Wo war ihre Freundin untergekommen? Hatte man sie bereits geschnappt?

Nachdem man sie gestern Nachmittag wieder freigelassen hatte, war sie nach ein paar Umwegen, um mögliche Verfolger abzuhängen, die sie beschatteten, in das nächstbeste Elektronikgeschäft gegangen und hatte zwei Handys gekauft. Ein Verkäufer hatte ihr die allerbesten Modelle aufschwatzen wollen, aber sie hatte die einfachsten Modelle genommen, die es gab. Schließlich war sie in den nächsten Discounter gegangen, hatte eine SIM-Karte gekauft und war zu einem Super-Markt gegangen, wo sie noch eine kaufte. Nach ihren Daten wurde sie nicht gefragt. Das würde sich ab Juli ändern, aber jetzt hatte Isis völlig anonym zwei Handys und zwei SIM-Karten gekauft. Damit hatte sie die erste Hürde genommen, um sich mit Karla verständigen zu können. Die zweite Hürde war, dass sie selbst das Handy und weitere Instruktionen nicht auf den Friedhof bringen konnte, weil man sicherlich die Videoüberwachung der Bahnhöfe und Bahnen auswerten und sie dort erkennen würde. Man suchte vielleicht Karla, aber, wenn man sie fand, wäre das auch nützlich.

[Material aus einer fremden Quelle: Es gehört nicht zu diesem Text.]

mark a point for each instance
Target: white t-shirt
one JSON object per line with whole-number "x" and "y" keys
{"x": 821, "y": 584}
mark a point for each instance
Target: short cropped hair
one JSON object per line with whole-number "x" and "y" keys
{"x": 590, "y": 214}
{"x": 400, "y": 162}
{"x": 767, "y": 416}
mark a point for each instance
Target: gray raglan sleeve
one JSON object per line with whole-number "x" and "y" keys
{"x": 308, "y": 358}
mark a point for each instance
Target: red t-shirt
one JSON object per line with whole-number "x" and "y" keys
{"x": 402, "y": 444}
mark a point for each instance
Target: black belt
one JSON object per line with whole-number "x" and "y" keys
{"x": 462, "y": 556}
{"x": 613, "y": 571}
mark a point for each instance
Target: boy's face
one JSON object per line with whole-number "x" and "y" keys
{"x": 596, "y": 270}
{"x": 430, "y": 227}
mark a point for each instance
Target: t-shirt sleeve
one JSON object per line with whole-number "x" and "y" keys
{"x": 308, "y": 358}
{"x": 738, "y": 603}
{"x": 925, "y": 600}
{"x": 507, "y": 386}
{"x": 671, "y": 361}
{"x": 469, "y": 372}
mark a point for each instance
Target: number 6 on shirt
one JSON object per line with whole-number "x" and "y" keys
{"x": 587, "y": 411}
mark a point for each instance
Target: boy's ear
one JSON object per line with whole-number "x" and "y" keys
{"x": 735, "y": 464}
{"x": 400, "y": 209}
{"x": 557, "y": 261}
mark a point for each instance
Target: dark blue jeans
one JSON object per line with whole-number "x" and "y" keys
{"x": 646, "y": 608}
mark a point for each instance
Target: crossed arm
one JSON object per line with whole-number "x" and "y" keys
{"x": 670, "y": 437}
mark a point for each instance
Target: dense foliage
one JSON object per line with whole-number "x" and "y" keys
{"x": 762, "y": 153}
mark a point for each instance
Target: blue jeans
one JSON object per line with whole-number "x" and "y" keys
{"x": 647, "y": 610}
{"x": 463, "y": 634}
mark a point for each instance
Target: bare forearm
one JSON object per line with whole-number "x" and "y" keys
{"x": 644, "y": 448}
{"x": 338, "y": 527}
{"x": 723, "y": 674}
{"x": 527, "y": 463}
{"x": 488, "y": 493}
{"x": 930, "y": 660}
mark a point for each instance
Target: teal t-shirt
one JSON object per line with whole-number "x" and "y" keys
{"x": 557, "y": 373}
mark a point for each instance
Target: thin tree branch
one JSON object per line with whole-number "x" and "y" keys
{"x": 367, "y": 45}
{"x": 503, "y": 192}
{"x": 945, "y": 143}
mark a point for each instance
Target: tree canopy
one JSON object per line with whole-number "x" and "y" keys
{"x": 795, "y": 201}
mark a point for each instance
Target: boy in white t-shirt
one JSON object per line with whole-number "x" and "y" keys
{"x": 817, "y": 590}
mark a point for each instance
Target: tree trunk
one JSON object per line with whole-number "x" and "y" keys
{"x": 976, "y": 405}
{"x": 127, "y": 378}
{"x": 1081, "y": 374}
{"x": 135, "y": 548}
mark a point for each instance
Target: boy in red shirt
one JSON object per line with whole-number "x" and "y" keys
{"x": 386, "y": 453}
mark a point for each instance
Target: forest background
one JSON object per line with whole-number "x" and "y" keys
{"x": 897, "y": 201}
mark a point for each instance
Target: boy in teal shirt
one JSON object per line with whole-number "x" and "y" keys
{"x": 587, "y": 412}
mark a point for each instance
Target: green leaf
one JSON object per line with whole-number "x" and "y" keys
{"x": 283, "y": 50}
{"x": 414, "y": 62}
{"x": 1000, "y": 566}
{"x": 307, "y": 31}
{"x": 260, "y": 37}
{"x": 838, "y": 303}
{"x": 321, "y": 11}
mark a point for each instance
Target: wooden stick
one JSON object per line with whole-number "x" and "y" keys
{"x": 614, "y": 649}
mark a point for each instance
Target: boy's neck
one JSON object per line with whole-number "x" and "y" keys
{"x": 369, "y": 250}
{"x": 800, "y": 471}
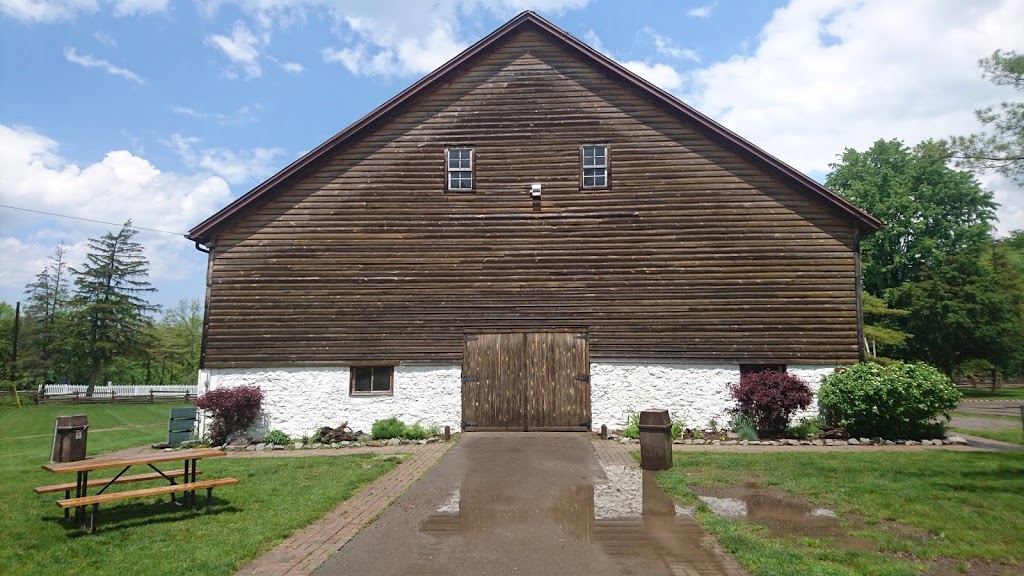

Glücklicherweise hatte sie noch genügend Barmittel bei sich gehabt, um die Handys und SIM-Karten bezahlen zu können, ohne zuvor an einem Bankautomaten Geld abheben zu müssen. Jede Spur, die zu ihr führte, brachte Karla in Gefahr.

Nachdem sie ihre Einkäufe erledigt hatte, war die Ägyptologin zu ihrer Großmutter gefahren und hatte diese gebeten, ein Handy mit fünfzig Euro Bargeld hinter die Grabsteine des Justine/Just-Grabs zu legen.

Kurz hatte sie ihrer Großmutter geschildert, weshalb sie diese darum bat. Margit Just hatte eingewilligt, diese Aufgabe zu übernehmen. Zwar billigte sie nicht, dass sich die Freundin ihrer Enkelin auf der Flucht befand, aber sie unterstützte die Sache, weil Isis ihrer Freundin Karla vertraute und nicht glaubte, dass diese einen Mord begangen hatte.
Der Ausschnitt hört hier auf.